Une salle du musée Gustave Moreau ǀ © Thérèse Hilbold

Le Musée Gustave Moreau, à découvrir dans le 9e arrondissement

Publié le 28/06/2013 par theresehilbold

De la rue, on ne se doute de rien, mais il suffit de pousser les portes de cette petite maison bourgeoise, à la façade néo-classique, pour se trouver dans un musée à l’atmosphère tout à fait exceptionnelle…

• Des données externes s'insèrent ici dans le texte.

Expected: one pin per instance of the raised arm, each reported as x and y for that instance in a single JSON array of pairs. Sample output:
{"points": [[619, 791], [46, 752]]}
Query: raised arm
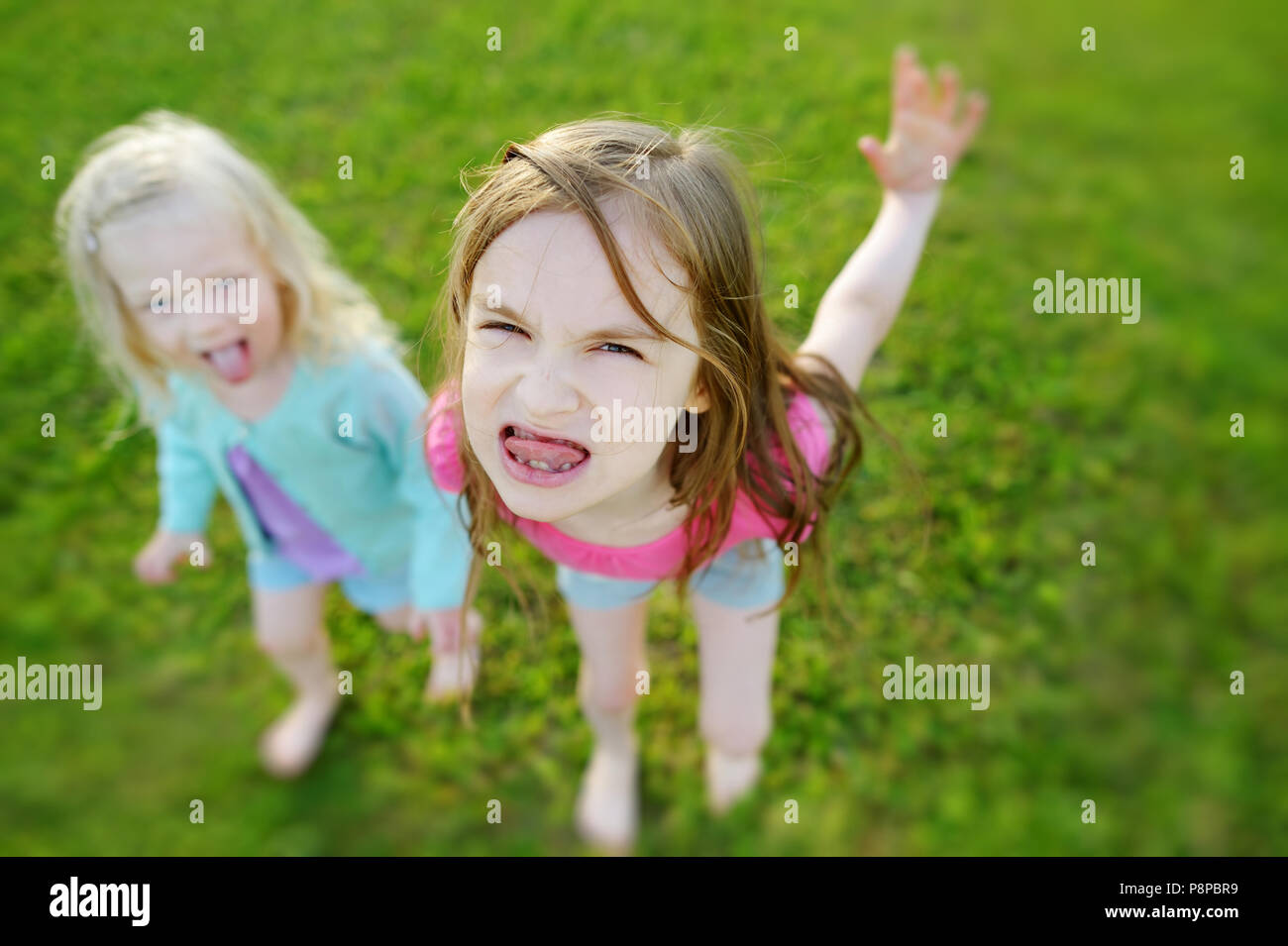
{"points": [[926, 139]]}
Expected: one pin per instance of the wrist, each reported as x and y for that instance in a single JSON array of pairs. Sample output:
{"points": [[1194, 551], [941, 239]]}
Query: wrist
{"points": [[925, 201]]}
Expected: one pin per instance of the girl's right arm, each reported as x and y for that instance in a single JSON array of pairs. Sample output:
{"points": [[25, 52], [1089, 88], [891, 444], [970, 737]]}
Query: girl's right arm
{"points": [[859, 306], [187, 488]]}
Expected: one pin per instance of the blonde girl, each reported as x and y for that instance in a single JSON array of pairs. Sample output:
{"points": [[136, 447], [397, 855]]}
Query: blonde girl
{"points": [[608, 267], [269, 376]]}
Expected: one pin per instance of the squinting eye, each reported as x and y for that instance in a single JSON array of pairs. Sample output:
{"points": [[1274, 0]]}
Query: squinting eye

Ce musée est en effet un véritable temple que le peintre Gustave Moreau a soigneusement édifié autour de son œuvre, au sein de la maison familiale. L’artiste avait là son atelier et son appartement, et il y a vécu et travaillé pendant près d’un demi-siècle, jusqu’à sa mort en 1898.

Dans un premier temps, on s’aventure dans ces lieux avec presque le sentiment de violer l’intimité d’une vie privée : on pénètre dans la chambre de la mère de l’artiste, on aperçoit des objets chéris dans le salon familial, des photos de sa « meilleure et unique amie », Alexandrine Dureux, des meubles chargés de souvenirs. Gustave Moreau a vécu là des dizaines d’années avec son père, architecte célèbre, et sa mère à laquelle il était très attaché. Après leur décès, il est resté seul dans cette maison jusqu’à la fin de sa vie.

La chambre de la mère de l'artiste ǀ © Thérèse Hilbold

L’appartement n’a été ouvert au public que tout récemment.

La visite nous mène ensuite dans les étages qui abritent de vastes salles aménagées en musée par le peintre lui-même et léguées à l’Etat après sa mort. Les fenêtres plongent sur le même jardin qu’il y a un siècle.

Un magnifique escalier en fer hélicoïdal attire les regards, force l’admiration. Les murs sont entièrement recouvert des chefs d’oeuvres du peintre, des huiles de dimensions souvent monumentales. Le visiteur peut aussi consulter des milliers de dessins présentés dans des meubles à panneaux verticaux mobiles, tandis que dans une salle du haut, un meuble tournant imaginé par Moreau lui-même contient toutes ses aquarelles…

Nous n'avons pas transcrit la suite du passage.